Rodrigo Alberto Peláez


Tuve la inmensa fortuna de conocer a Pablo Mejía y su familia en 1992 cuando recién empezaba mi carrera de odontólogo. Siendo nuestros vecinos, fueron un gran apoyo para Mariana y para mí en el difícil momento de la pérdida de nuestro primer hijo. Pablo y Bara nos acogieron en su casa como si nos conociéramos de toda la vida, y se fue labrando una amistad de hermanos y confidentes como con ninguno. Tuvimos nuestra última tertulia dos días antes de morir, y aunque sabíamos que no estaba bien, planeamos, como siempre, la próxima "conversa" que alternábamos con visitas y paseos a la finca. Me dijo: "negrito, estoy como mejor de este sentadero, yo creo que aguanto una ida a Buenos Aires, que hace días no voy". Y así quedamos, con el paseo armado, como en innumerables ocasiones en estos largos años, que hoy me parece que fueron pocos para disfrutarlo.
Tuvo la particularidad de que todo el que lo conocía quedaba instantáneamente conectado con él, conversador encantador, agudo humorista, inteligente, culto, sincero, con un sentido extinguido de la ética y los valores. Fue quien me animó a enviar a LA PATRIA un ensayo sobre café que estaba escribiendo, se convirtió en mi asesor de texto en mi empírico oficio de columnista y me fue corrigiendo con entusiasmo y generosidad. Alrededor del fútbol compartimos triunfos y derrotas, acompañados por las familias de acuerdo a la importancia del partido, era la única oportunidad que teníamos los amigos de pedir chino a pesar de las protestas de las señoras.
Tomamos mucho aguardiente, y empezaba otra dimensión de la amistad y el humor, nos acostaba a todos y era el último en salir de las fiestas. Cuando no estaba contando anécdotas jocosas de alguno, ojalá presente, para reforzarle el cuento, era un cuenta chistes muy gracioso especialmente de chistes bobos. Le encantaba la música, desde clásica hasta "chucuchucu" y terminaba bailando en su silla de ruedas. Los desenguayabes con don Pablo, eran llenos de historias haciendo reír a todo el mundo con sus anécdotas y las de los viejos. No se le quitaba a ningún paseo, ni a ningún programa, sus amigos, nunca tuvimos problema en llevárnoslo para ningún lado, donde hubiera que llevarlo, donde hubiera que subirlo. Montó en parapente, en burro, en lancha, y hasta a cabalgatas nos acompañaba, los jinetes nos íbamos turnando la manejada del carro donde iba, eso sí, cada trago alrededor de él.
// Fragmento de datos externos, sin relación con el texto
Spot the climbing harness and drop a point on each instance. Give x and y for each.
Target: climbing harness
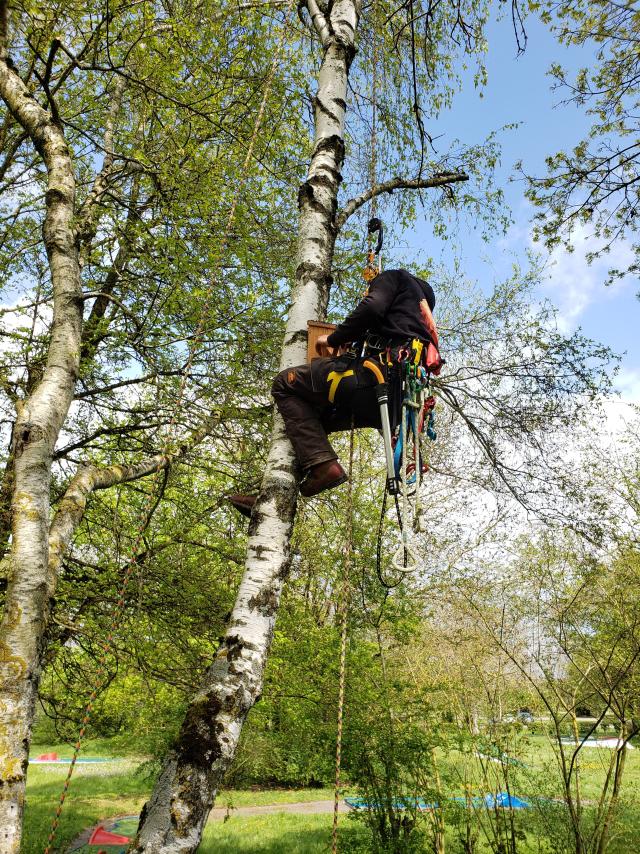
(101, 673)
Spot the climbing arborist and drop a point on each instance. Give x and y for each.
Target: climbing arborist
(336, 391)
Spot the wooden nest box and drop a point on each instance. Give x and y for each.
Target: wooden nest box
(314, 330)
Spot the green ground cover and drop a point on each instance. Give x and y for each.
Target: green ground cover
(122, 785)
(118, 787)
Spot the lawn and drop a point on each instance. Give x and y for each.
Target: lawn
(121, 786)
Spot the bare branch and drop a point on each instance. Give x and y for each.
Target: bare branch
(319, 21)
(87, 215)
(90, 479)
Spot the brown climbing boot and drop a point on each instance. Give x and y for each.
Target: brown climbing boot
(242, 503)
(323, 476)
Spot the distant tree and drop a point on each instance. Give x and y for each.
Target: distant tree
(597, 183)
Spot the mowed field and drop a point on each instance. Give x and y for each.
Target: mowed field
(120, 787)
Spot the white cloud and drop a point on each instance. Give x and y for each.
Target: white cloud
(574, 284)
(628, 384)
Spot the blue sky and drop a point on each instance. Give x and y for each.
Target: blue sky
(519, 90)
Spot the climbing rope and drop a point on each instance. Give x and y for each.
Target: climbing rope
(100, 674)
(343, 611)
(417, 419)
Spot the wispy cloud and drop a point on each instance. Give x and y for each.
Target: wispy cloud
(627, 383)
(574, 284)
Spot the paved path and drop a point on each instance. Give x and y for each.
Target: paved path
(303, 808)
(220, 813)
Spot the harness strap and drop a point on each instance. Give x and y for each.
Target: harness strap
(334, 378)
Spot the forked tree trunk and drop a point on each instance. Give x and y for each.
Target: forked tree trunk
(173, 819)
(38, 423)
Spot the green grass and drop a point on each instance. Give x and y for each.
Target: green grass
(122, 786)
(113, 788)
(280, 833)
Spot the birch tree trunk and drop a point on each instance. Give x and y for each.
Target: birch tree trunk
(173, 819)
(38, 423)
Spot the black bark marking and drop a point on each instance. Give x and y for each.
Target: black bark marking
(307, 197)
(317, 103)
(265, 602)
(333, 143)
(30, 434)
(320, 180)
(52, 196)
(198, 743)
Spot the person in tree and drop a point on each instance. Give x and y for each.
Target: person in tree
(335, 392)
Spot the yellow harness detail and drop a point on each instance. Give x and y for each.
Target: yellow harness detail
(334, 378)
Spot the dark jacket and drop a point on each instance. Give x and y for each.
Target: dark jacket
(391, 310)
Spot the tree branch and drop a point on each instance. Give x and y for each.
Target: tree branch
(90, 479)
(439, 179)
(87, 219)
(319, 21)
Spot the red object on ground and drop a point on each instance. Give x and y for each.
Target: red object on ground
(100, 836)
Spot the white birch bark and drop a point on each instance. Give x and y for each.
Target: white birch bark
(173, 819)
(38, 422)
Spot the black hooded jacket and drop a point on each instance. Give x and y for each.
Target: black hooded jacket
(391, 310)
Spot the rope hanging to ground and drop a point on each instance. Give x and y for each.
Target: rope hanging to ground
(371, 270)
(149, 505)
(343, 611)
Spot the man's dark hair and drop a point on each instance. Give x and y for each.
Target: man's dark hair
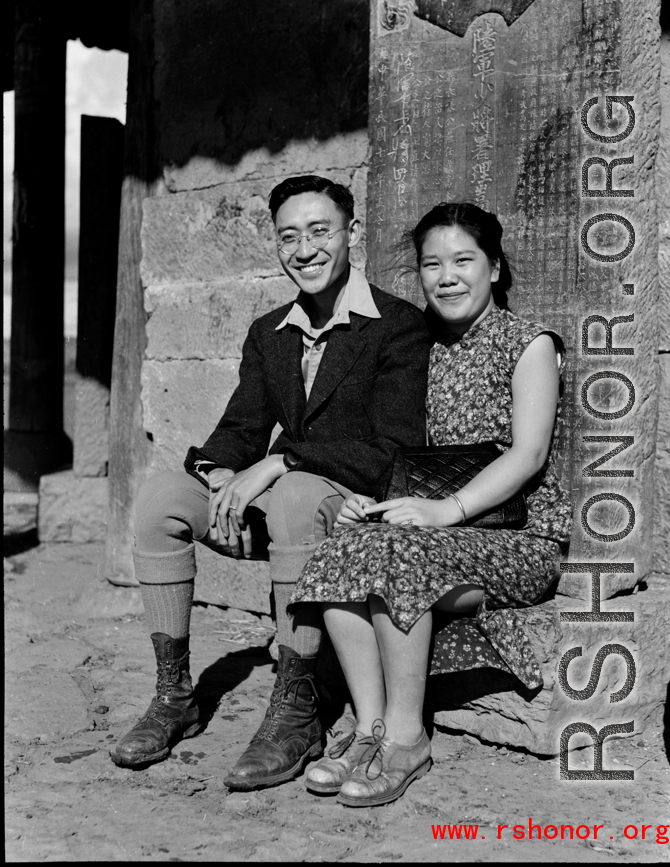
(312, 184)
Con los niños siempre tuvo una conexión especial, les llegaba con tal naturalidad que cada chiquitín terminaba doblegado en minutos contándole las historias más increíbles. Amigo de nuestros hijos, sentían por él, un afecto del tío más querido, ya grandes y lejos, como están hoy muchos, siempre que venían a Manizales, era visita prioritaria y obligada ir donde don Pablo, al que sí le contaban todo lo que no nos cuentan a los papás. No desaprovechó momento para enseñarle a los "pelaos" valores, amor y respeto por la naturaleza. Nunca me perdonaba que tumbara un árbol para sembrar un cafetal, pero con el tiempo se tranquilizó cuando se los fui reemplazando con las reforestaciones en los linderos.
Nos quedamos sus amigos sin el punto de encuentro natural, allá llegábamos uno u otro todos los días. Los últimos meses, muy alcanzado para respirar, sabíamos que se levantaba de su cama a las cuatro solamente porque alguno aparecía. Nos hará toda la falta del mundo, pero a sus amigos nos quedará de por vida el privilegio de haberlo conocido. Pocas personas dejan en la vida solo buenos recuerdos, y uno de ellos fue don Pablo. Nos diste mucho, muchas gracias. Hasta siempre, amigo del alma.